IN THE UNITED STATES DISTRICT COURT FOR THE EASTERN DISTRICT OF CALIFORNIA
September 15, 2010
KEITH M. CASSELLS, PLAINTIFF,
D. LIGGETT, ET AL., DEFENDANTS.
On September 10, 2010, defendants filed a waiver of reply pursuant to 42 U.S.C. § 1997(e)(g). Under § 1997(e)(g), a defendant to a civil rights action brought by a prisoner may "waive the right to reply" and that "such waiver shall not constitute an admission of the allegations contained in the complaint." The statute goes on to provide, however, that "[t]he court may require an defendant to reply to the complaint brought under this section if it finds that the plaintiff has a reasonable opportunity to prevail on the merits." 42 U.S.C. § 1997(e)(g)(2).

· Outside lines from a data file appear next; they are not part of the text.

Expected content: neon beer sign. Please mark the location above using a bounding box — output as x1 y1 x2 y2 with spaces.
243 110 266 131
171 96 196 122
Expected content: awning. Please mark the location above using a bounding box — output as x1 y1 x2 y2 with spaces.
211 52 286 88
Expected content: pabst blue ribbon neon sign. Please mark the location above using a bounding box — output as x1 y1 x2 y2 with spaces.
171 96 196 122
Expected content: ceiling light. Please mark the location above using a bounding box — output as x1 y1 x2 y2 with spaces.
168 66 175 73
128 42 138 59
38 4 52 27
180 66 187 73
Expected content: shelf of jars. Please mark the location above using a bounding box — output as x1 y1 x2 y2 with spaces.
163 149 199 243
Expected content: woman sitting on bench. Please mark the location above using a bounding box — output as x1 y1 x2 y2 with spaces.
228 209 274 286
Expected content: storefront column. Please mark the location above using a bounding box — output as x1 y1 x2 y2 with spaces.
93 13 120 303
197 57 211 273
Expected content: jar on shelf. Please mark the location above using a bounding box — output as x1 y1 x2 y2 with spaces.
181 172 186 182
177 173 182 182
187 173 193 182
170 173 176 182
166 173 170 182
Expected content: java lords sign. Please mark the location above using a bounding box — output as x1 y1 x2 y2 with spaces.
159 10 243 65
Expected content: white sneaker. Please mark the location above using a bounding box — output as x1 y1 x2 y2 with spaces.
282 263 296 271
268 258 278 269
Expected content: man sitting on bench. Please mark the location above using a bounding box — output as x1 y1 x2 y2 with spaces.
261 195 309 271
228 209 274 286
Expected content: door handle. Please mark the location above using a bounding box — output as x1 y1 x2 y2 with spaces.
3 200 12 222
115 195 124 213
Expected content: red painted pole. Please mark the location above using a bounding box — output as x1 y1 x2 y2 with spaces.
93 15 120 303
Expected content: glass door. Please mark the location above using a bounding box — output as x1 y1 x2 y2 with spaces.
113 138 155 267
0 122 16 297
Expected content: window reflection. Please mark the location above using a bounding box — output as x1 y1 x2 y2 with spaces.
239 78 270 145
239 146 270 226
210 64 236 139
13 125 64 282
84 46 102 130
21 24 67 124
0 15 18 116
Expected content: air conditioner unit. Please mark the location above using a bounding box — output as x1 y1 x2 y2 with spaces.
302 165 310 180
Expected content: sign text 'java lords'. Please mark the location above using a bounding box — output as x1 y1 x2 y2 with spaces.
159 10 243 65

In this case, the court has already screened plaintiff's amended complaint in accordance with 28 U.S.C. § 1915A and found that plaintiff has a reasonable opportunity to prevail on the merits if the allegations of the amended complaint are proven. (Doc. No. 18.) Specifically, the court found that the amended complaint appeared to state a cognizable Eighth Amendment excessive force claim against defendant Liggett and a First Amendment retaliation claim against defendant Matthews. (Id.) No attorney could reasonably think that when the court issued its screening order and order directing service that it would accept a waiver of reply on behalf of the defendant. See Edmonds v. Carter, No. 97 C 7488, 2000 WL 1849504, at *3 (N.D. Ill. Dec. 15, 2000) (discussing the misuse of § 1997(e)(g))
Accordingly, IT IS HEREBY ORDERED that within twenty-one days of the date of this order, defendants shall file and serve a response to plaintiff amended complaint.